Durante más de medio siglo, doña Virginia Aguilera fue la aficionada número uno de la lucha libre mexicana. La pasión le nació en la Arena Roma Mérida allá por 1934, cuando presenció un combate entre El Caballo Bayo y El Santo, que aún no llevaba ese nombre glorioso.
Su primer amor en la lucha fue naturalmente El Santo; el último, El Perro Aguayo, a cuya imagen estampada en un póster daba un beso diario.
Sus tesoros más preciados eran, por supuesto, máscaras y cabelleras: «máscaras que me han regalado los famosos luchadores, con dedicatorias». En cuanto a las cabelleras, ella misma las recogía de las lonas: «Recojo los mechones todavía manchados de sangre y me los meto a la bolsa, cuando llego a mi casa los lavo muy bien, los pongo a secar y después los envuelvo como un recuerdito». El inquietante testimonio de los Hércules vencidos que amorosamente coleccionó, fue exhibido en el Palacio de Bellas Artes, con el motivo de la exposición ‘Asamblea de Ciudades’.

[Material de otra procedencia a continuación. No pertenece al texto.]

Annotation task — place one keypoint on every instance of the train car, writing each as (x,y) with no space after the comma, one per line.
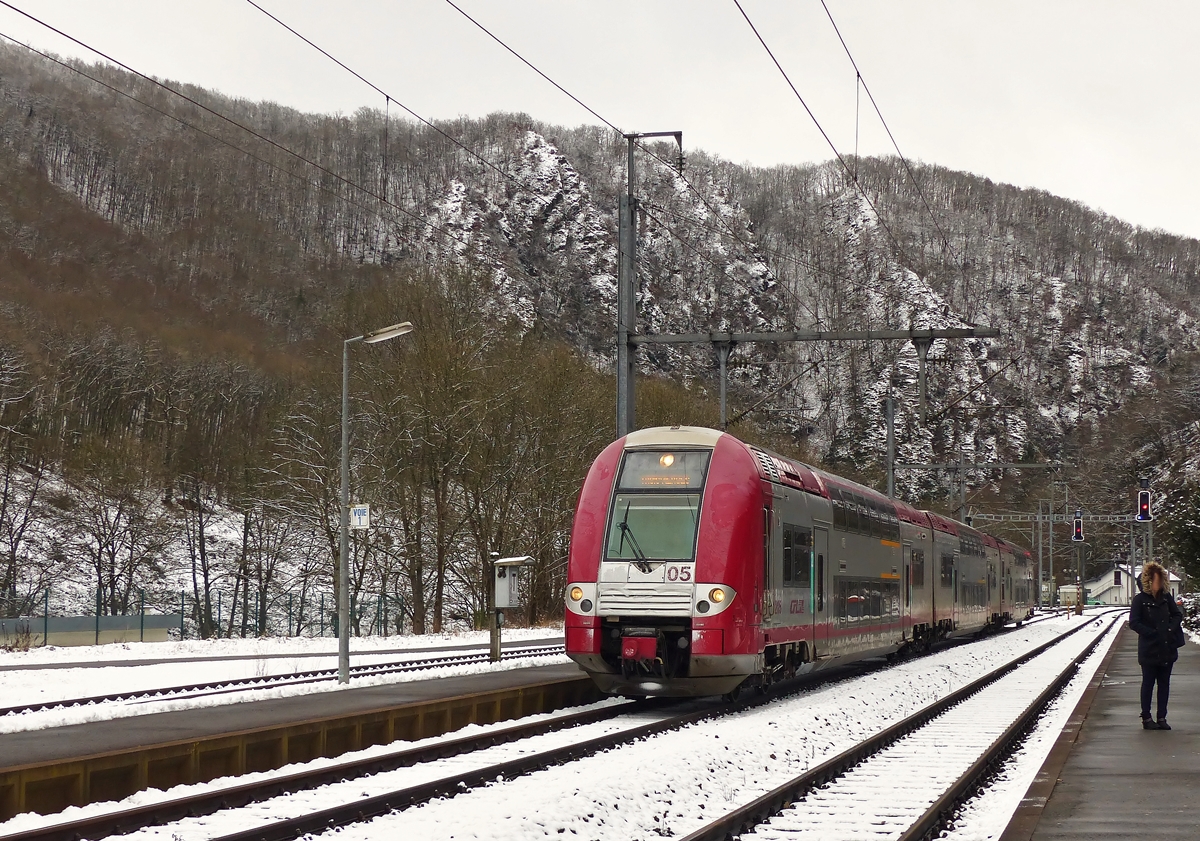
(700,564)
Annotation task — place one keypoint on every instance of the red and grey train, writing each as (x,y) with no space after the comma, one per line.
(700,564)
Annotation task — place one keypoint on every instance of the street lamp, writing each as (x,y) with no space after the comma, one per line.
(343,562)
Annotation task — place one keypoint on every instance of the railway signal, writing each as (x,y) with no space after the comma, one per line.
(1144,514)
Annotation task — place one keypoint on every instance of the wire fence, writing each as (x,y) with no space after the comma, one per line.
(221,614)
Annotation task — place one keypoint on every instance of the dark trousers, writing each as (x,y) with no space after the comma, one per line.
(1159,673)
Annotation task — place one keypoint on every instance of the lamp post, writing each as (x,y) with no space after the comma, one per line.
(343,560)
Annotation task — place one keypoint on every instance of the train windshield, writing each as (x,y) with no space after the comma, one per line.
(655,510)
(653,527)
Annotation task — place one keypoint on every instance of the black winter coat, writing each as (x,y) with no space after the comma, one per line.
(1159,626)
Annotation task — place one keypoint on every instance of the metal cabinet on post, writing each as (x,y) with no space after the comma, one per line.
(507,594)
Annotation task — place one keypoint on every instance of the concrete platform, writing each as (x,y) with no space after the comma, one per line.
(279,655)
(95,738)
(49,769)
(1119,781)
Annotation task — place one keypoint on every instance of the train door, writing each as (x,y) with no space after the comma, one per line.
(772,566)
(820,594)
(906,590)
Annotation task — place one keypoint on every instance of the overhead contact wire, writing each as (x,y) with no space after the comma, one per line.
(895,145)
(192,126)
(234,122)
(841,160)
(750,248)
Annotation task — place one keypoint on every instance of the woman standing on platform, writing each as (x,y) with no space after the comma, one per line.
(1158,623)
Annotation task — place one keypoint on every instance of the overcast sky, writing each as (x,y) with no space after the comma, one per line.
(1092,100)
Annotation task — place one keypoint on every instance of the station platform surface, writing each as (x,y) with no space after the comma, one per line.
(71,742)
(1121,781)
(277,655)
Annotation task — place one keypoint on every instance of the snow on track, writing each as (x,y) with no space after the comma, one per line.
(984,817)
(883,796)
(40,686)
(667,784)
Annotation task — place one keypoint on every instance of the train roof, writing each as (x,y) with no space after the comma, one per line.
(802,476)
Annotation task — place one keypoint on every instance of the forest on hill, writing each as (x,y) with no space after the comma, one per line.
(177,289)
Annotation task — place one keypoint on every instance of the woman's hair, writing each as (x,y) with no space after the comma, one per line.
(1147,576)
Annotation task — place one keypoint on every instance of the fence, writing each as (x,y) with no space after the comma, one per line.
(274,614)
(47,630)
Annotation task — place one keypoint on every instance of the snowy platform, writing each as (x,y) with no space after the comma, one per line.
(47,769)
(1120,781)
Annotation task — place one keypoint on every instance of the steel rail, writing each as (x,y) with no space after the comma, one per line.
(744,818)
(127,821)
(208,803)
(289,679)
(942,810)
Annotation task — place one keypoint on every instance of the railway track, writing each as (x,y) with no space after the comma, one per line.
(544,744)
(291,679)
(907,781)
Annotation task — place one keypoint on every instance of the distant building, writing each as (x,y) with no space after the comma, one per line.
(1117,587)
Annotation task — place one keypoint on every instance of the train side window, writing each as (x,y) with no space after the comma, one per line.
(918,569)
(802,557)
(853,600)
(787,556)
(820,582)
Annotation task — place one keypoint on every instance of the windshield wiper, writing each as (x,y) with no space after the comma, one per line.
(625,532)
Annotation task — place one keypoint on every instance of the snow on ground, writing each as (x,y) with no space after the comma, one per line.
(665,786)
(273,658)
(984,817)
(255,647)
(30,821)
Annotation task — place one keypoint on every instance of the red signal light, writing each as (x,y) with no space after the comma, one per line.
(1144,515)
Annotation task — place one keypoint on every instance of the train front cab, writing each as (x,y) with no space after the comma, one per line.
(663,595)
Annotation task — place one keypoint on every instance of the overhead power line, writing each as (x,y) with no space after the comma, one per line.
(841,160)
(753,251)
(240,126)
(879,113)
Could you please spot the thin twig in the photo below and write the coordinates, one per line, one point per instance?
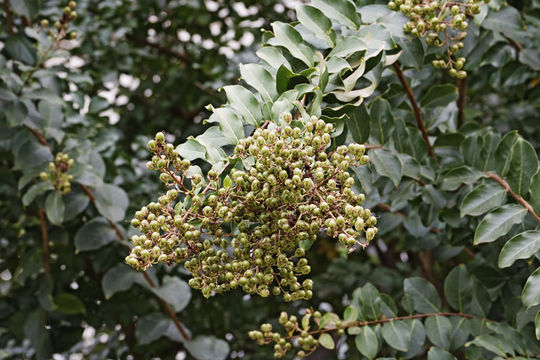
(518, 198)
(415, 107)
(45, 238)
(462, 91)
(385, 320)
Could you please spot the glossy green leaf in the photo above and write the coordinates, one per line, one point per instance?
(229, 124)
(315, 20)
(423, 293)
(327, 341)
(435, 353)
(521, 246)
(367, 343)
(439, 331)
(69, 304)
(260, 79)
(174, 291)
(457, 286)
(111, 201)
(498, 223)
(120, 278)
(343, 11)
(453, 179)
(531, 290)
(208, 348)
(54, 207)
(387, 164)
(482, 199)
(523, 165)
(191, 150)
(94, 234)
(34, 191)
(439, 95)
(245, 103)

Doña Virginia sabía que el público de la lucha está formado por salvajes: «En cuanto a nosotros, a la gente, somos unos bárbaros: vamos a la lucha porque nos gusta ver cómo se matan unos cristianos a otros. Sin embargo, en ninguna otra parte me siento tan contenta ni me divierto tanto como en la arena».
A los 97 años se le cumplió el deseo de dejar esta vida, no en un frío hospital sino en su propia casa, rodeada de la infinidad de fotos y posters de los luchadores que adornaban los muros de sus habitaciones.